Frailty and falls in people living with multiple sclerosis

Arch Phys Med Rehabil. 2021 Nov 24;S0003-9993(21)01576-8. doi: 10.1016/j.apmr.2021.10.025. Online ahead of print.

Abstract

Objective: To explore the association between frailty and history of falls in people living with multiple sclerosis (MS).

Design: Secondary analysis.

Setting: University research laboratories in the United States and Israel.

Participants: 118 people with relapsing-remitting MS [age=48.9 years (SD=10.0); 74.6% female; expanded disability status scale (EDSS) range=1.0-6.0] were studied in this cross-sectional analysis.

Intervention: Not applicable.

Main outcomes: A frailty index was calculated from 40 health deficits by following standard validated procedures. The number of falls (12-month history) was recorded.
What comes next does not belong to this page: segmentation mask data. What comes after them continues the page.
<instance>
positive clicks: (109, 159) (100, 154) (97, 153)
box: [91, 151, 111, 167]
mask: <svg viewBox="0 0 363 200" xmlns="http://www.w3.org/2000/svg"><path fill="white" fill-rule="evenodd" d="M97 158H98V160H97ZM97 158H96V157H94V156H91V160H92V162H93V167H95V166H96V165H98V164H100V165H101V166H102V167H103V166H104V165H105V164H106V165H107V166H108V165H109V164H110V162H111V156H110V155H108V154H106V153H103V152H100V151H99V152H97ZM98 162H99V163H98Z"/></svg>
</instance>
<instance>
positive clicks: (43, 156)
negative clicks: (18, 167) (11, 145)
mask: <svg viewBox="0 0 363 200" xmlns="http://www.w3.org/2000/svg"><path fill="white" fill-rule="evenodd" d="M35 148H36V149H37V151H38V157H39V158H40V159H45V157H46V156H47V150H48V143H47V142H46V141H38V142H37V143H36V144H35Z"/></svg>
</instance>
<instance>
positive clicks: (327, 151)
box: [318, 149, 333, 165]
Results: Overall, 33.9%, 29.7%, and 36.4% of participants were classified as non-frail, moderately frail, and severely frail, respectively. The frailty index was significantly correlated (ρ=0.37, p<0.001) with higher scores on the EDSS. In univariable negative binomial regression analysis, the frailty index was associated with a higher number of falls (IRR=3.33, 95%CI[1.85-5.99], p<0.001). After adjustment for age, gender and EDSS, frailty remained strongly associated with history of falls (IRR=2.78, 95%CI[1.51-5.10], p=0.001).

Conclusion: The current study identifies a significant relationship between frailty and history of falls in MS, independent of age, gender, and disease severity. These findings support the notion that frailty is a syndrome related to, but independent of, disability in MS.

Keywords: Multiple sclerosis; accidental falls; aging; disability; frailty.